Independent Legislator Freddy Lim (林昶佐) yesterday said that he would propose a bill calling for the government to return the confiscated property or financial assets of those convicted of rebellion or sedition during the White Terror and Martial Law eras.
The Democratic Progressive Party (DPP) has made progress in implementing transitional justice by passing laws since 2016, but its efforts have yet to address the assets owned by those wrongfully convicted of rebellion or sedition that were confiscated by the government, Lim said.

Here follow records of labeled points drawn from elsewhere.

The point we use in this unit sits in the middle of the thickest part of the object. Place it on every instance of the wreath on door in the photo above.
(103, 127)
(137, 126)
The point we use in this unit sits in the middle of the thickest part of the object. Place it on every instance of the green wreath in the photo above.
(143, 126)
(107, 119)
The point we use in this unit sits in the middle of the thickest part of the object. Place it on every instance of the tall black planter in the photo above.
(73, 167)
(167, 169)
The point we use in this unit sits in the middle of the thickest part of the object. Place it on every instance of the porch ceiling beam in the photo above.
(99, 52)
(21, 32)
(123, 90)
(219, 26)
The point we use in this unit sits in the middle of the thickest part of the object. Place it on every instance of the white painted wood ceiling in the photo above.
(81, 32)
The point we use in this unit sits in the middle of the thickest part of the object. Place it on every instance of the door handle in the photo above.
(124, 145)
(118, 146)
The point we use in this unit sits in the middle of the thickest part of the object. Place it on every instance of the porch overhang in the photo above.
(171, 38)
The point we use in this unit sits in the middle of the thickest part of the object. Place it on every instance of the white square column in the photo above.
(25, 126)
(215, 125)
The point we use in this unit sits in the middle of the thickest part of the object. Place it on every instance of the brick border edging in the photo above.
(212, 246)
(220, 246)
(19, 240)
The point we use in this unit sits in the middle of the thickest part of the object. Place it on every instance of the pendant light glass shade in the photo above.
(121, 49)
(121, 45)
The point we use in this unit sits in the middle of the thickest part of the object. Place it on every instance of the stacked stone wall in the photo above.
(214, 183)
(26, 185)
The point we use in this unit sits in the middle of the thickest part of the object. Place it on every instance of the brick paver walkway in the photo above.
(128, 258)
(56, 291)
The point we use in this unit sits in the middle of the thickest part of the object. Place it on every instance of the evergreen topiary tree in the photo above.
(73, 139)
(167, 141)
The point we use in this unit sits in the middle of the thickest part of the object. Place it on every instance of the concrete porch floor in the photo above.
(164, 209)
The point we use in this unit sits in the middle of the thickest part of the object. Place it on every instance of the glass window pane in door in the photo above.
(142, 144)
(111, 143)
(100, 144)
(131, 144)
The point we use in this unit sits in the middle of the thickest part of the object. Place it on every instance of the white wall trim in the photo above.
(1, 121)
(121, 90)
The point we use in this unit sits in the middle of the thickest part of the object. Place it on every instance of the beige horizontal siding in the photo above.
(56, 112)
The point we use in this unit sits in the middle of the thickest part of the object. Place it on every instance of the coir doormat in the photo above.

The core of transitional justice is to “return things to how they were” he said, adding that only the Act Governing the Recovery of Damage of Individual Rights During the Period of Martial Law (戒嚴時期人民受損權利回復條例) mentions returning confiscated assets to their original owners.
Other legislation simply says that the government may compensate the falsely accused individual, or their surviving kin and family, with cash payments, he said.
The act states that the aggrieved party must have had property confiscated because they were convicted of crimes of rebellion or sedition, and they must have been found not guilty, before the government can return their property, he said.
This stipulation has resulted in people who had property or assets confiscated because they were convicted under the Punishment of Rebellion Act (懲治叛亂條例) or other laws being unable to petition the government to return their property, Lim said.
People benefiting from Article 6, Subparagraph 3 of the Act on Promoting Transitional Justice (促進轉型正義條例), who had the charges filed against them dropped or their guilty verdict repealed, are also unable to petition the government to return their property, he said.
Lim’s draft says that people who have had their property or assets confiscated by the government because they were accused of rebellion, sedition, and contravening the Punishment of Rebellion Act and the now-defunct Suppression of the Communist Rebellion Act (戡亂時期檢肅匪諜條例) between Aug. 15, 1945, and Nov. 6, 1992, can present evidence and petition the government to return their property within a year of the proposed bill’s passage.
The individuals must have received a not guilty verdict, had the charges against them dropped, or had their guilty verdict repealed, as per Article 6, Subparagraph 3 of the Act on Promoting Transitional Justice, the proposal says.